Que par la suite la banque a recruté au mois d'août 2005 une salariée (Madame a. KO.) à l'effet de pourvoir le poste de responsable marketing, nonobstant la qualification différente (assistante management office) qui lui a été attribuée.

g. VE. prétend enfin et surtout que les dispositions de l'article 6 de la loi n° 629 n'ont pas été respectées en l'espèce par son employeur.

Qu'en effet la notion de catégorie professionnelle énoncée par le texte susvisé devant être entendue dans le sens large d'emploi équivalent retenu par l'article 20 de l'avenant n° 12 à la Convention Collective Nationale de Travail, elle aurait dû, dans la mesure où elle disposait d'un rang de priorité supérieur aux titulaires de ces postes, se voir proposer les emplois, à titre d'exemples, de responsable des ressources humaines, de responsable MAC-DESK, ou enfin de juriste.

Que par ailleurs, dans l'hypothèse où le tribunal retiendrait une définition restrictive de la notion de catégorie professionnelle, elle était en droit, en tout état de cause, de bénéficier des dispositions de l'alinéa 3 de l'article 6 susvisé, lequel lui permettait d'obtenir son reclassement dans une catégorie inférieure aux lieu et place, éventuellement, d'un autre salarié dont le rang de priorité se serait avéré inférieur au sein.

Que si elle n'a certes pas déposé de demande écrite en ce sens – laquelle n'est au demeurant nullement exigée par le législateur – elle a en revanche oralement formulé à plusieurs reprises ce souhait, qu'elle a ultérieurement matérialisé en adressant à la direction des ressources humaines son curriculum vitae dans le but de déclencher la procédure automatique de diffusion au sein du groupe.

Qu'en outre les lettres du service de l'emploi qu'elle produit aux débats démontrent, si besoin était, qu'elle était disposée à revoir » à la baisse « le montant de son salaire.

g. VE. soutient, en second lieu, que le motif d'ordre économique invoqué par son employeur n'était qu'un prétexte destiné à dissimuler le véritable motif, d'ordre personnel, de son licenciement, la banque voulant en réalité se » débarrasser d'elle «.

Estimant que l'invocation par la SAM BANQUE U.B.S. MONACO d'un motif fallacieux confère, ipso facto, à la rupture un caractère abusif, g. VE. demande à la présente juridiction de réparer l'important préjudice qu'elle a subi en lui allouant la somme de 92.355 € à titre de dommages et intérêts.

Elle indique, à cet effet, que ce préjudice se trouve notamment caractérisé par le fait qu'elle avait reçu, à l'expiration de son contrat de travail à durée déterminée, une très intéressante proposition d'emploi qu'elle a refusée pour demeurer au sein des effectifs de la SAM BANQUE U.B.S. MONACO.

*

Soutenant quant à elle, d'une part que le licenciement de g. VE. est justifié par un motif valable, et d'autre part qu'elle n'a commis aucune faute dans l'exercice de son droit unilatéral de rupture la SAM BANQUE U.B.S. MONACO conclut au rejet de l'intégralité des prétentions formulées à son encontre par son ancienne salariée.

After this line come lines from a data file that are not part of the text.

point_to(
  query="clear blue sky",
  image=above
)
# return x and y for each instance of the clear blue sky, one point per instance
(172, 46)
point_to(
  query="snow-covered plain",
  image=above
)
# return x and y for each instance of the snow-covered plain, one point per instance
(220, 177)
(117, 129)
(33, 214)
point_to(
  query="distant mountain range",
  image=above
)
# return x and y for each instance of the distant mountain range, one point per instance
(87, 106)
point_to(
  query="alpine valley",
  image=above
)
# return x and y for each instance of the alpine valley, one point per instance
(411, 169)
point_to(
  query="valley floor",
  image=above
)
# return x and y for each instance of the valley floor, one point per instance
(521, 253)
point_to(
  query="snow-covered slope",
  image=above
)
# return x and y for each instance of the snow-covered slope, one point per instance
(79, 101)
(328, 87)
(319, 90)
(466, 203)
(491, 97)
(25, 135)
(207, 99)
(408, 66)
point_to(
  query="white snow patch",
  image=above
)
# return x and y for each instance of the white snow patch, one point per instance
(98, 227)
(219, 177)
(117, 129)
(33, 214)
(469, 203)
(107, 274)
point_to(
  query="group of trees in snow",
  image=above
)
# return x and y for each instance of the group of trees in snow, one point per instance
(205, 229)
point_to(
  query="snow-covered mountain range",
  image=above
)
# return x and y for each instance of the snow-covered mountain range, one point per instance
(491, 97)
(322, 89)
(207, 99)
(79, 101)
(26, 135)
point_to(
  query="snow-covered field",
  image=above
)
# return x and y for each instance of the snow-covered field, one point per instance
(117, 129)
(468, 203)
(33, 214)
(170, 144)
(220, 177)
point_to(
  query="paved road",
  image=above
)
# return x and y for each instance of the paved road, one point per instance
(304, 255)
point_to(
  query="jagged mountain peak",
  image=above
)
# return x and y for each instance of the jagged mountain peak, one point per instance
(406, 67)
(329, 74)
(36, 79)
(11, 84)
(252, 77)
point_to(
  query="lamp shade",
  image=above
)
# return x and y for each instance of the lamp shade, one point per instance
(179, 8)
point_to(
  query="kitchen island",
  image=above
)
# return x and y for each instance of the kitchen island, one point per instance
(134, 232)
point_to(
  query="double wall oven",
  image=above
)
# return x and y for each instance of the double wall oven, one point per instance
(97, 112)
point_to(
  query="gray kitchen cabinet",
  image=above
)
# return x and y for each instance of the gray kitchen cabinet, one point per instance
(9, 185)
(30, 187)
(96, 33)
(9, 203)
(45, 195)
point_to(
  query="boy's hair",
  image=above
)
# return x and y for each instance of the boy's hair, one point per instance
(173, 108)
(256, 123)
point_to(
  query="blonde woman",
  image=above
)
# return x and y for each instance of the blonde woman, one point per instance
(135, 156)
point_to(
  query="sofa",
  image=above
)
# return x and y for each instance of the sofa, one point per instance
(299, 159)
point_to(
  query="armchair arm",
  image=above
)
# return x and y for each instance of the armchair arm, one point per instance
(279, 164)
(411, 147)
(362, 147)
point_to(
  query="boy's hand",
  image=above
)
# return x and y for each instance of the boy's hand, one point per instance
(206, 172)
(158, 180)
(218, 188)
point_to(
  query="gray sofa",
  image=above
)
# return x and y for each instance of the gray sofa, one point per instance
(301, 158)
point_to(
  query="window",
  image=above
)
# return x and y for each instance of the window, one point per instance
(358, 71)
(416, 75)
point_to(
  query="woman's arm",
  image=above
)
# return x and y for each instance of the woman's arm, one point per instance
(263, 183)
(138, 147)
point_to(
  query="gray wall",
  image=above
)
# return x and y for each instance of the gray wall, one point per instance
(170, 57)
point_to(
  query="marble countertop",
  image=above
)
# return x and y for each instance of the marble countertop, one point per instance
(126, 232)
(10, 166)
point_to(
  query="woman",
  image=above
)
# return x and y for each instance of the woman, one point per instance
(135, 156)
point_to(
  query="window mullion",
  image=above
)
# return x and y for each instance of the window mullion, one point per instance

Elle invoque, à ces diverses fins, les moyens suivants :

S'agissant de la réalité et de la validité du motif de la rupture :

  • la suppression du poste de responsable marketing occupé par g. VE. est la résultante de la réduction à compter de l'année 2003 du budget alloué aux opérations de communication en raison des mauvais résultats économiques obtenus en 2001 et 2002, lequel ne justifiait plus le maintien d'un poste à temps plein, étant observé que l'intéressée avait été tenue informée de cette situation par la maison mère dès le 14 février 2003,

  • le poste de responsable marketing n'a été pourvu, ni immédiatement après le licenciement de g. VE., ni postérieurement, la fonction embryonnaire de marketing qui ne nécessitait plus qu'une réunion mensuelle du comité marketing ayant été assumée par les cadres de l'entreprise avec le support d'un salarié de la maison Mère,

  • g. VE. n'a été remplacée dans son emploi, ni immédiatement après son licenciement, ni en 2005, étant observé à cet égard :

  • que Madame DA., engagée à temps partiel en qualité d'assistante, occupait des fonctions sans rapport avec la responsabilité du marketing,

  • que Monsieur M. est le bras droit de l'administrateur délégué,

  • que l'évènementiel et le marketing ne représentent qu'une infime partie des attributions dévolues à a. KO., comme le démontre la note adressée au personnel précisant les fonctions et les critères requis pour ce poste,

  • la catégorie professionnelle, à l'intérieur de laquelle s'apprécient les critères d'ordre des licenciements définis par l'article 6 de la loi n° 629, ne contenant que g. VE., la jurisprudence s'attachant à cet égard non pas à la notion d'emploi équivalent mais à celle d'interchangeabilité, cette dernière ne pouvait valablement prétendre à un reclassement sur le poste de juriste, ou de directeur des ressources humaines,

  • à défaut d'avoir formé en temps et en heure une demande explicite, mentionnant précisément la personne qu'elle souhaitait voir licencier à sa place, g. VE. ne peut davantage prétendre à posteriori à un reclassement dans une catégorie professionnelle inférieure à la sienne,

  • en tout état de cause, à défaut de justifier de la moindre expérience dans ce domaine, g. VE. n'avait pas les aptitudes nécessaires pour exercer les fonctions de conseiller de clientèle.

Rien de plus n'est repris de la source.